Cela fait des réceptions profondes une statistique de volume plutôt qu'une statistique de valeur, plus proche dans l'esprit d'un simple comptage comme les tirs que d'une mesure pondérée par la probabilité comme le xG ou le xA. Un joueur peut accumuler un total élevé de réceptions profondes en trouvant régulièrement ses coéquipiers dans de bonnes zones, même si la finition en bout de chaîne est mauvaise cette saison-là, exactement la situation que le xA a été conçu pour décrire du côté du passeur, mais que les réceptions profondes décrivent avec un comptage plus simple et plus brut : pas à quel point l'occasion créée était bonne, seulement si la passe a atteint un territoire dangereux.

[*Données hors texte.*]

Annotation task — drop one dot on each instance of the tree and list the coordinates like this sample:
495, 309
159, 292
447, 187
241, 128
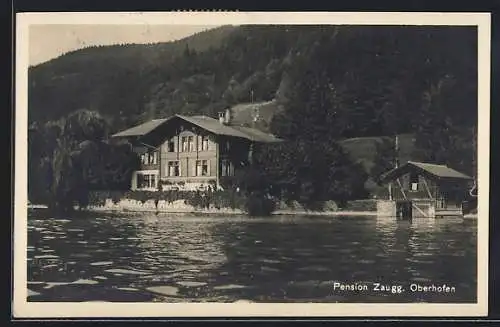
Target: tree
385, 158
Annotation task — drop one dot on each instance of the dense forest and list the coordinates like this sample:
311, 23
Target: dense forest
330, 83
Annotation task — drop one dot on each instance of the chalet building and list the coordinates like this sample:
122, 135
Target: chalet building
418, 189
191, 152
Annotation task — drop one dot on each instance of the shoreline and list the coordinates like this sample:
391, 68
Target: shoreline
227, 211
223, 211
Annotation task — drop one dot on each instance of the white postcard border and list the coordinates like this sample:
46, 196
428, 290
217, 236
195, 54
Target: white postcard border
24, 309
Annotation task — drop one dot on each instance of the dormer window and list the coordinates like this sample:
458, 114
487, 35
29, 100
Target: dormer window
414, 182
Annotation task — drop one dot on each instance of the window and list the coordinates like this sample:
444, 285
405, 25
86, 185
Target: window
184, 144
201, 167
171, 146
414, 182
173, 169
191, 143
146, 181
204, 143
227, 168
153, 158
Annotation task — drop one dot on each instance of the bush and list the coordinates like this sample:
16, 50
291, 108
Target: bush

La statistique tend à récompenser un type particulier de joueur : les milieux créatifs et les attaquants de couloir qui trouvent régulièrement des poches d'espace près de la surface pour leurs coéquipiers, par opposition aux joueurs dont la contribution créative se situe plutôt dans la construction, plusieurs passes plus tôt. C'est un indicateur raisonnable d'un certain type de savoir-faire dans le dernier tiers, particulièrement utile pour repérer les joueurs dont la production ne se voit pas dans les totaux de passes décisives parce que les joueurs autour d'eux ratent leurs occasions, le même problème sous-jacent qui a motivé le xA, mais abordé ici par la simple localisation plutôt que par la probabilité de tir.

Sa principale limite est exactement celle qu'on attendrait d'un comptage qui ignore tout sauf l'emplacement : une réception profonde dans une poche dense et bien défendue, où le joueur qui la reçoit n'a aucune option réaliste, compte de façon identique à une passe qui déchire la défense et offre une vue dégagée sur le but. La statistique n'a aucune notion de la pression, de l'organisation défensive, ni de ce que le joueur receveur a réellement pu faire du ballon une fois qu'il est arrivé, ce qui explique qu'elle soit rarement utilisée seule comme chiffre principal et fonctionne mieux en complément d'une statistique qui tient compte de la qualité du tir, comme le xA ou les actions créatrices de tir.

Il vaut aussi la peine de noter que les réceptions profondes mesurent la contribution du passeur, pas celle du receveur, ce qui paraît évident mais compte pour la façon dont la statistique est utilisée en recrutement et en analyse. Un attaquant qui fait des appels brillants dans la surface pour recevoir ces passes contribue tout autant à la séquence que le passeur crédité de la réussite, mais cette contribution apparaît ailleurs, dans les touches de balle en surface ou les totaux de tirs, pas dans le chiffre des réceptions profondes lui-même, qui ne parle que de qui a joué le ballon vers l'avant dans la zone, pas de qui a fait la course pour s'y trouver.

Elle se combine bien avec les passes et courses progressives, qui mesurent une progression plus large sur le terrain, et avec les entrées dans la surface, qui comptent ce qui se passe une fois que le ballon franchit réellement la ligne de la surface.